Demikianlah disebutkan beberapa hakekat dan ditampilkan beberapa ayat, kemudian diterima oleh hati yang berbeda dengan sikap penerimaan yang berbeda pula. Segolongan manusia mendapat pe­tunjuk darinya sesuai dengan kehendak Allah dan segolongan lagi tersesat karenanya sesuai dengan kehendak Allah pula. Maka segala urusan pada ujungnya kembali kepada kehendak mutlak Allah, yang menjadi muara segala sesuatu. Dan, orang-orang itu keluar dari tangan kekuasaan dengan potensi ganda untuk memilih petunjuk atau memilih ke­sesatan. Maka barangsiapa yang mendapat petunjuk dan yang tersesat, masing-masing bertindak di dalam batas-batas kehendak yang telah menciptakanmereka dengan potensi-potensi campuran ini dan kehendak yang memudahkannya bertindak begini atau begitu, dalam batas-batas kehendak yang mutlak, sesuai dengan hikmah Allah yang tersembunyi.

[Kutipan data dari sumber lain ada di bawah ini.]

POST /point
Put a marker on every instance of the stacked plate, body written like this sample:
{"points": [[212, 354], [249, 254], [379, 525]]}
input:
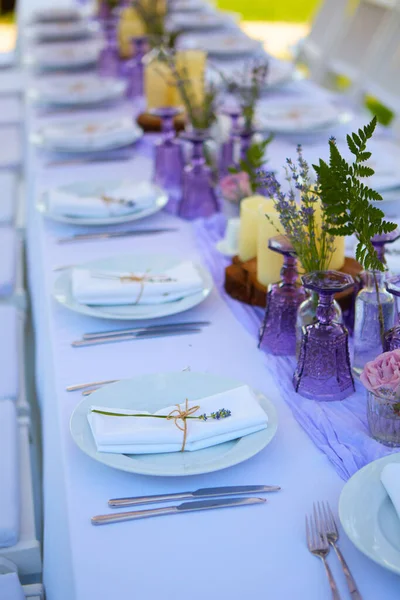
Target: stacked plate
{"points": [[77, 91], [87, 136]]}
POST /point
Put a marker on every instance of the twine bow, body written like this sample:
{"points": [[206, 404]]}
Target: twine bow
{"points": [[180, 414]]}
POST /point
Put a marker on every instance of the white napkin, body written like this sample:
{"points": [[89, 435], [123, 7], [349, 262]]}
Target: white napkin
{"points": [[390, 478], [60, 202], [9, 475], [129, 435], [90, 135], [89, 287]]}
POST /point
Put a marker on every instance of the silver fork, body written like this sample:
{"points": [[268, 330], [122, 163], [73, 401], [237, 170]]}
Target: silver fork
{"points": [[318, 545], [328, 524]]}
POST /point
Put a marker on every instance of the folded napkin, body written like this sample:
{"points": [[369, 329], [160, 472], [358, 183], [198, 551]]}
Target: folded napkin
{"points": [[10, 587], [113, 288], [390, 478], [8, 198], [9, 353], [8, 252], [9, 475], [88, 134], [130, 435], [104, 204]]}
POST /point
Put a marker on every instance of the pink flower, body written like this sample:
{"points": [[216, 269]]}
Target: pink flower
{"points": [[235, 186], [382, 375]]}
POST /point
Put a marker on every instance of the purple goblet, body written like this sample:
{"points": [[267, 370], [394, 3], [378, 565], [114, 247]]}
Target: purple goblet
{"points": [[278, 331], [227, 155], [169, 162], [198, 194], [323, 371]]}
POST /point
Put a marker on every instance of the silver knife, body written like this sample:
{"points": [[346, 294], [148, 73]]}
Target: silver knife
{"points": [[112, 234], [141, 335], [118, 332], [174, 510], [202, 493]]}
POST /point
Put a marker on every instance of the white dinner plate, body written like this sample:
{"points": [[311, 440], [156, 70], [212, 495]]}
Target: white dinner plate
{"points": [[226, 45], [132, 263], [69, 30], [87, 136], [369, 517], [296, 116], [97, 189], [153, 392], [77, 90], [65, 56]]}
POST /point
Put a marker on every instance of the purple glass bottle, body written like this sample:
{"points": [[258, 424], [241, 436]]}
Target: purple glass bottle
{"points": [[169, 161], [392, 336], [278, 331], [227, 153], [199, 198], [323, 370], [108, 65]]}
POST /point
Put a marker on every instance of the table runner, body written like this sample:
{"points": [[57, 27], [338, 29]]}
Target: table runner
{"points": [[339, 429]]}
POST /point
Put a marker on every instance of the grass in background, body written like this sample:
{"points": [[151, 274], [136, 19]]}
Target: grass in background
{"points": [[292, 11]]}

Digambarkanlah kemudahan kehendak dan muara segala sesuatu yang terjadi di alam semesta ini kepadanya dengan gambaran yang sempurna dan de­ngan kandungan petunjuk yang luas, yang mem­bebaskan akal dari melakukan bantahan yang sempit sekitar persoalan yang mereka sebut dengan jabr dan iradah, suatu perdebatan yang tidak menghasilkan pandangan yang benar, disebabkan ia memandang persoalannya dari sudut yang sempit dan meletak­kannya dalam bingkai yang terbatas sesuai dengan logika, pengalaman dan pandangan manusia yang terbatas. Sedangkan, persoalannya adalah persoalan uluhiah yang tidak terbatas.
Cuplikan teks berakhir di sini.